Eskisinden farklı olarak öğrencilerin hem mezun olduktan sonra yaşam koşullarını garanti altına alacakları bir iş bulma kaygısı hem de okurken hayatını idame ettirecek bir ücreti kazanmak için okurken çalışması çok yaygınlaşan bir durum olmaya başladı. Hem çalışma hayatı hem de akademik hayatın yoğunluğu final dönemlerinde katmerlenmesi birçok öğrencinin dönemsel antidepresan ve kaygı giderici birtakım ilaçlar kullanmasına yol açıyor. Eğitimin koşulları sadece akademik olarak kazanımlarıyla değil de öğrencilerin yaşamını kuşatan birçok etkenle beraber ele alınmasının kritik olduğunu konuştuk.

MÜSTAKBEL MÜHENDİSLERİN GELECEK PLANLARI

Gelecek planlarına gelince tabii ki ilk konuşulan nerde çalışılacağı ve nasıl bir ücret beklendiği oluyor. Özellikle kimya mühendisi adaylarının şehir merkezine çok daha uzak fabrika ve üretim merkezlerindeki iş olanaklarının sosyal yaşamı kısıtlayıcı, her an üretimin garanti altına alınması amacıyla hazır tutulması için organize edildiği biliniyor. Ancak bu uzak fabrikalarda çalışma ve lojmanlarda yaşadıkları koşulların piyasaya göre yüksek bir ücret karşılığında dayanılabilir olduğu görüşündeler. Asgari ücret açısındansa: “4 kişilik aile hesaplanarak hesap yapılıyor ancak biz sadece kendimize bakacağız, aldığımız ücretlerle bekar bir insan geçinebilir” diyenler oldu. Ancak bunu zaten çok az olan burslarla 2-3-4 kişilik salonsuz evlere, on kişiden fazla olan yurt odalarına kıyasla bir iyileşme olarak görülmesinden kaynaklanıyor.

Birçok öğrenci de işlerde, stajlarda yoğun çalışmalarının karşılığının asla bu düşük ücretler olamayacağının altını çiziyor. Bazı şirketlerde mobbingin olduğunun haberleri de öğrencilerin arasında dolaşırken bu koşulları kabul etmemiz gerektiğini belirtenler de var. Bilgisayar Mühendisliği öğrencileri arasında ise özellikle start-up şirketlerin ve oyun sektörü gibi yoğun çalışma koşulları sunan şirketler bir tartışma konusu oluyor. Sürekli yeni bir yetenek geliştirmemiz, yeni teknikler öğrenmemiz, uzun saatler çalışıp aynı zamanda çalışmak için her an müsait olmamız bekleniyor. Bunun yanında ücretler de bu çalışma koşullarının yanında düşüşte.

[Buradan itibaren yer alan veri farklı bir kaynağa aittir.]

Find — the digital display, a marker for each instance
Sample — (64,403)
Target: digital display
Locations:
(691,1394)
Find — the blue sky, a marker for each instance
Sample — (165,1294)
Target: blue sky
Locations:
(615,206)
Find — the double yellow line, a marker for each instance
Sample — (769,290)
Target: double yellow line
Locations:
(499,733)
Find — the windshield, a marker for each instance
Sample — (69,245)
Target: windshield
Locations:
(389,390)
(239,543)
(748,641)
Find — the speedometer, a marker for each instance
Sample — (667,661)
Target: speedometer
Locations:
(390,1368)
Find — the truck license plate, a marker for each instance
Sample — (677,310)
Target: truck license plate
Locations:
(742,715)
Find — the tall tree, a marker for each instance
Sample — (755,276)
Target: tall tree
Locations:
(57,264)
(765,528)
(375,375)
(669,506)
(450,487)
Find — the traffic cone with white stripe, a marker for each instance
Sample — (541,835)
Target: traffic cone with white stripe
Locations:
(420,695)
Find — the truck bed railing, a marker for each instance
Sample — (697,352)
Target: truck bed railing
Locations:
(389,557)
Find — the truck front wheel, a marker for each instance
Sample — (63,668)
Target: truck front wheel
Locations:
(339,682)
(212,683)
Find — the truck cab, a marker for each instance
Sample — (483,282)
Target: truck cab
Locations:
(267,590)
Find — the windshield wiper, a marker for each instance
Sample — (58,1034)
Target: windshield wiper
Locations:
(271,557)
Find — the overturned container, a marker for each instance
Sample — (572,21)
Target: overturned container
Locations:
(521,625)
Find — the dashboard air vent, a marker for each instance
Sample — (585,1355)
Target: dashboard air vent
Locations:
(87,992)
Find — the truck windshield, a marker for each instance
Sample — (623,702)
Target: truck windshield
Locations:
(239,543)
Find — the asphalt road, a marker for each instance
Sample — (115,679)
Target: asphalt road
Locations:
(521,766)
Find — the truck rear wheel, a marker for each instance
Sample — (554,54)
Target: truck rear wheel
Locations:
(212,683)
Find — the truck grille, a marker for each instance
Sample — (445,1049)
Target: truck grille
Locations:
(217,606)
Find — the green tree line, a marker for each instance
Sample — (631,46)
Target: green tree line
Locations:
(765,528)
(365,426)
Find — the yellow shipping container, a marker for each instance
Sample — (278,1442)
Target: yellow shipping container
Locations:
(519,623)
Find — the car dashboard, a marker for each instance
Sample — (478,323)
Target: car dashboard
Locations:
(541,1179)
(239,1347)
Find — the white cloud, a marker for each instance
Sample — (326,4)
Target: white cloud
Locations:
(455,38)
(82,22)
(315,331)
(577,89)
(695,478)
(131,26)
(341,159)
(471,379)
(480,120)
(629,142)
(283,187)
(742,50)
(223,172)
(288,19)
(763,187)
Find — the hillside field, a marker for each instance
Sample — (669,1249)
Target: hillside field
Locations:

Sonuç olarak çalışma koşullarımızı ve ücretlerimizin hak ettiğimizin altında olduğu genel bir görüş niteliğinde olsa da zor geçen öğrencilik yıllarından sonra tam zamanlı çalışmamızla birlikte artan aylık gelirimiz durumun o kadar kötü olmadığına dair illüzyon yaratabiliyor. Derslerin de çalışma koşullarımızın da iyileşmesi için biz mühendis öğrencilerin müdahalesi sohbet ettikçe bize daha kaçınılmaz gözüküyor.